What is ground rent, and has it changed?
Ground rent is a periodic sum a leaseholder pays the freeholder under the terms of the lease. The Leasehold Reform (Ground Rent) Act 2022 restricted ground rent on most new long residential leases in England and Wales to a peppercorn, meaning effectively nothing, from 30 June 2022. Many older leases still carry a ground rent.
What is the Right to Manage?
The Right to Manage, created by the Commonhold and Leasehold Reform Act 2002, lets leaseholders of a qualifying block take over management of their building from the freeholder. You do not have to prove the landlord has done anything wrong, and you do not pay the freeholder for the right. It is exercised through an RTM company. See LEASE for the qualifying rules.
Can I extend my lease or buy the freehold?
Often, yes. Leaseholders of flats have long-standing statutory rights to extend their lease and, acting together, to buy the freehold of their building (collective enfranchisement). The Leasehold and Freehold Reform Act 2024 is designed to make these rights cheaper and simpler, though several of its provisions require further regulations before they take effect. Free guidance is available from LEASE.
What is commonhold?
Commonhold is an alternative to leasehold. It lets you own your flat outright with no lease and no expiry date, while the building as a whole is run jointly by the flat owners through a commonhold association. There is no freeholder and no ground rent. It remains rare in practice, but the government has said it intends to make commonhold the standard way of owning new flats. See gov.uk: Commonhold property.

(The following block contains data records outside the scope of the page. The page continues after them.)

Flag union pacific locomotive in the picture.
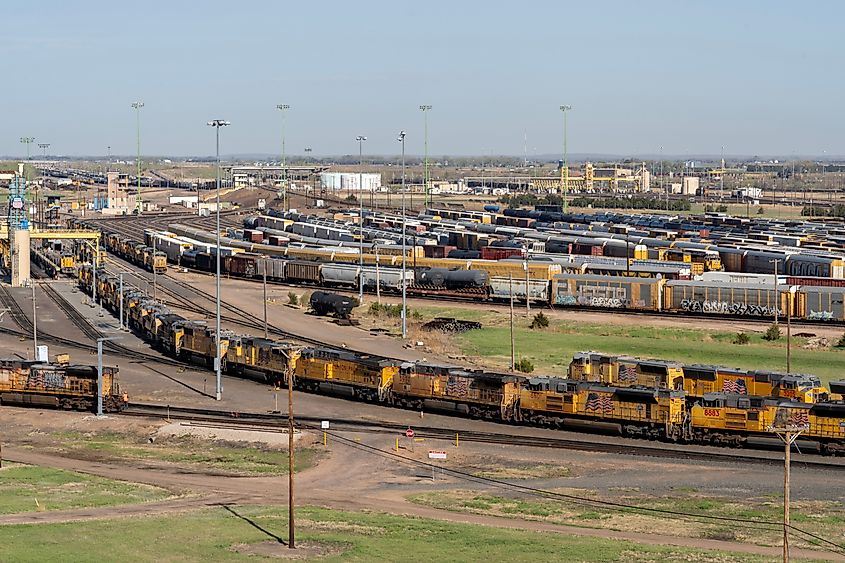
[80,266,845,454]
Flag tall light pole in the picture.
[420,104,431,207]
[207,119,229,401]
[355,135,367,303]
[21,137,35,160]
[132,101,144,215]
[398,131,408,339]
[560,105,572,213]
[276,104,290,211]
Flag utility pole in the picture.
[207,119,229,401]
[523,258,531,315]
[132,101,144,215]
[769,407,809,563]
[30,280,38,361]
[560,105,572,213]
[420,104,431,207]
[508,274,516,371]
[398,131,408,340]
[286,362,296,549]
[261,258,267,339]
[276,104,290,211]
[355,135,367,305]
[769,258,780,324]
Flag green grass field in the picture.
[453,314,845,381]
[409,489,845,549]
[48,432,321,476]
[0,506,780,563]
[0,463,170,516]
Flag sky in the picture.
[0,0,845,158]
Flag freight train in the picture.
[0,359,129,412]
[82,224,845,323]
[80,267,845,454]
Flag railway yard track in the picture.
[121,403,845,471]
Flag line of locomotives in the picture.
[0,358,129,412]
[80,268,845,454]
[87,225,845,323]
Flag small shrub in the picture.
[531,311,549,328]
[733,332,751,344]
[763,323,780,342]
[513,358,534,373]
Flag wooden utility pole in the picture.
[769,416,807,563]
[770,258,780,324]
[525,260,531,315]
[261,264,267,339]
[508,274,516,371]
[786,288,793,375]
[285,365,296,549]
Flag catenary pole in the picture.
[208,119,229,401]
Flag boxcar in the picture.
[551,274,666,311]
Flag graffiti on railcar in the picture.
[555,284,645,309]
[681,299,783,317]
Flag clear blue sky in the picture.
[0,0,845,156]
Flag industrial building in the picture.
[320,172,381,192]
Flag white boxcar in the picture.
[490,277,549,303]
[361,265,414,291]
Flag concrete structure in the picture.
[320,172,381,192]
[224,164,328,188]
[105,172,130,212]
[9,229,31,287]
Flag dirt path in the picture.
[0,447,845,561]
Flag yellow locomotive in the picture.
[294,348,400,402]
[519,377,685,440]
[569,352,684,390]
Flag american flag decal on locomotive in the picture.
[722,377,748,395]
[446,375,469,397]
[619,365,637,383]
[585,393,613,414]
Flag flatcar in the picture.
[0,359,128,412]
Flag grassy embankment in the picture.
[410,488,845,548]
[45,432,321,476]
[0,506,780,563]
[392,306,845,381]
[0,462,170,516]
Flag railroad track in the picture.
[121,403,845,471]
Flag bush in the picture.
[733,332,751,344]
[370,302,402,318]
[763,323,780,342]
[531,311,549,328]
[513,358,534,373]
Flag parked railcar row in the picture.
[72,267,845,454]
[76,221,845,322]
[0,359,129,412]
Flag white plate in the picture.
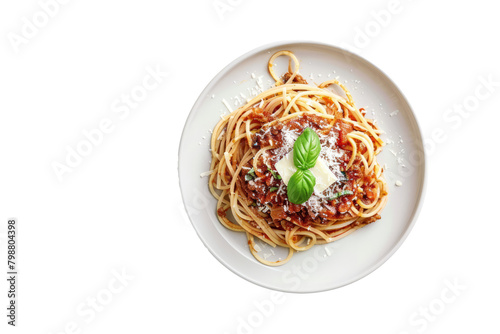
[179,42,425,292]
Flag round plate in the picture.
[179,42,425,292]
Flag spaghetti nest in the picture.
[209,51,387,266]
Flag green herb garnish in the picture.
[293,128,321,169]
[287,128,321,204]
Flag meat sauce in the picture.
[238,108,376,229]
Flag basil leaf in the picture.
[293,128,321,169]
[245,167,255,181]
[267,167,281,180]
[286,169,316,204]
[328,190,354,201]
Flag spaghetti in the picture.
[205,51,387,266]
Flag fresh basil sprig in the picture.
[293,128,321,169]
[287,128,321,204]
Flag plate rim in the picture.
[177,40,428,294]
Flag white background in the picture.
[0,0,500,334]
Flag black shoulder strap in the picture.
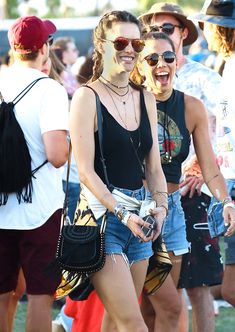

Who do I complain to about my landlord or managing agent?
It depends who they are. Complaints about social housing landlords, including councils and housing associations, go to the Housing Ombudsman. Complaints about a council’s wider conduct can go to the Local Government and Social Care Ombudsman. Disputes specifically about whether service charges are reasonable are decided not by an ombudsman but by the First-tier Tribunal (Property Chamber).
Can leaseholders use Freedom of Information requests?
If your landlord is a public authority such as a council, yes. A Freedom of Information request is a written request for recorded information, and the authority must normally respond within 20 working days. Leaseholders use FOI to obtain repair records, inspection reports, cost breakdowns and contractor details. Our FOI guide explains how to make a valid request and what to do if it is ignored.
Do I need a solicitor to challenge a service charge at the tribunal?
No. The First-tier Tribunal (Property Chamber) is designed to be used without a lawyer, and as a rule each side pays its own costs whatever the outcome. Many leaseholders represent themselves. For complex or high-value cases, independent legal advice can still be worth getting.
Who does a managing agent work for?
A managing agent runs the day-to-day management of a building: arranging repairs and insurance and collecting service charges. They are appointed by, and act on behalf of, the freeholder or landlord rather than the leaseholders. That is why their spending and decisions can be questioned through the tribunal and complaints routes above.
Leaseholder Voice publishes factual information for leaseholders. We are not lawyers and this is not legal advice. For legal matters, consult an independent solicitor.